The reality is that none of those countries are remotely ready to join either the EU or NATO. What’s more, public opinion in the “gray zone” is as deeply divided over the idea as it is in the West, and a significant number of Western European governments would not want them to join.
So why not simply acknowledge this reality and take the false prospect of Euro-Atlantic integration off the table, if not forever then for the foreseeable future?
Doing so would remove any rational basis for Russian fears of encirclement. In return, Moscow would have to commit to end its military support for rebels from Donbas to Transnistria, Abkhazia and South Ossetia and cooperate with OSCE mediation to terminate frozen conflicts in the region.
Rather than joining NATO, perhaps a better model for countries in the region is that of Finland, which was neutral during the Cold War and respected its Soviet neighbor’s foreign policy interests but remained a fully functioning independent democracy and market economy. Or the more recent example of Armenia, which was able to stage a democratic revolution in 2018 while preserving a Russian base on its soil.
It’s hard to imagine a formal agreement along such lines, not least because NATO could hardly unsay now what it rashly declared in 2008 without losing face. Nor would Washington or Brussels want to be seen to cut a deal on the fate of the “gray zone” behind the backs of the peoples concerned. Governments in Central Europe and the Baltic states would noisily denounce any closing of NATO or EU doors as a betrayal of their freedom-seeking neighbors.
But the next U.S. president, after consultation with the leaders of Germany, France and the U.K., might give Putin a private assurance that he would not pursue NATO enlargement in the “gray zone” and would prolong existing arms control agreements, provided Russia put an end to the various “frozen conflicts” in Eastern Europe, called off provocative buzzing of neighbors’ air and sea space, and complied with nuclear missile limits.
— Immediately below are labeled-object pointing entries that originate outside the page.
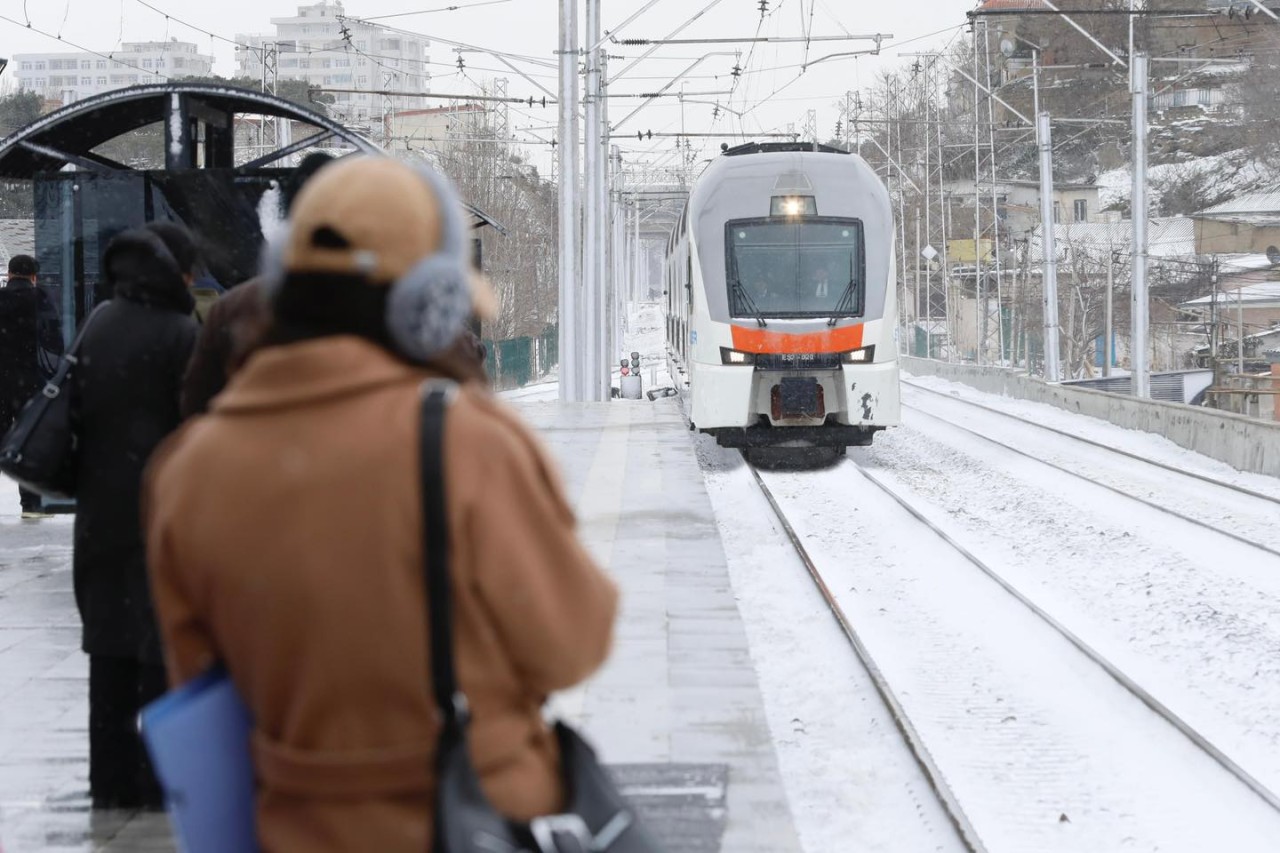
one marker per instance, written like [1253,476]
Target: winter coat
[124,402]
[234,327]
[232,324]
[28,323]
[286,539]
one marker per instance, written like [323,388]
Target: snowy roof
[1257,295]
[17,237]
[1247,205]
[990,5]
[1243,263]
[1166,237]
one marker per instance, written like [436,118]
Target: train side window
[689,278]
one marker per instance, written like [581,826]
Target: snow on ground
[1237,514]
[1150,445]
[10,507]
[1042,748]
[1191,616]
[1224,174]
[644,334]
[850,780]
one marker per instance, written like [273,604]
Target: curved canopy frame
[199,131]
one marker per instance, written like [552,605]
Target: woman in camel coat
[286,539]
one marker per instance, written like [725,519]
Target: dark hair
[23,265]
[179,242]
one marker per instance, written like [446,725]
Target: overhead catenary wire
[81,48]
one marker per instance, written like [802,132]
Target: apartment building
[330,51]
[69,76]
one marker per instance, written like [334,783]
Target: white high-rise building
[329,51]
[69,76]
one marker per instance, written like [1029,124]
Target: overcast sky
[529,27]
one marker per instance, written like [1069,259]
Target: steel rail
[1203,478]
[1146,502]
[1088,651]
[914,742]
[1152,505]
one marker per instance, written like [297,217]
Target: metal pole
[570,291]
[593,238]
[635,252]
[1048,251]
[978,290]
[1141,382]
[995,206]
[604,279]
[1036,80]
[928,218]
[1239,332]
[1107,354]
[928,345]
[617,284]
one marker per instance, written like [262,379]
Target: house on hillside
[1246,224]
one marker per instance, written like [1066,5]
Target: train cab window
[810,268]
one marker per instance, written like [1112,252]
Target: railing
[1253,396]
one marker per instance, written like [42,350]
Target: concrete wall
[1244,443]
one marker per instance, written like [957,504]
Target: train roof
[777,147]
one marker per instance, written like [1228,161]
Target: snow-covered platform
[679,698]
[677,710]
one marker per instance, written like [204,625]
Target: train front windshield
[795,268]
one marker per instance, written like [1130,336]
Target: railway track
[1077,474]
[1128,683]
[913,737]
[1203,478]
[914,742]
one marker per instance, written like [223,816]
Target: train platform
[677,711]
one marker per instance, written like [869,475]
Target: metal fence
[519,361]
[1255,396]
Whether Putin would see such a détente as being in his interest is far from clear. He could declare victory in having brought an end to NATO’s eastward enlargement. But for reasons of prestige it’s hard to imagine him reversing the annexation of Crimea, even though it has come at a high cost in the form of heavy sanctions on the Russian economy and subsidies on the ground — and for little strategic benefit, since the Russian Black Sea navy was based in Sevastopol anyway.
At the very least, a more realistic and less ideological Western policy on the “gray zone” might change the calculus in Moscow by offering carrots as well as sticks. And it might make Putin more inclined to let the people of Belarus have their democratic way.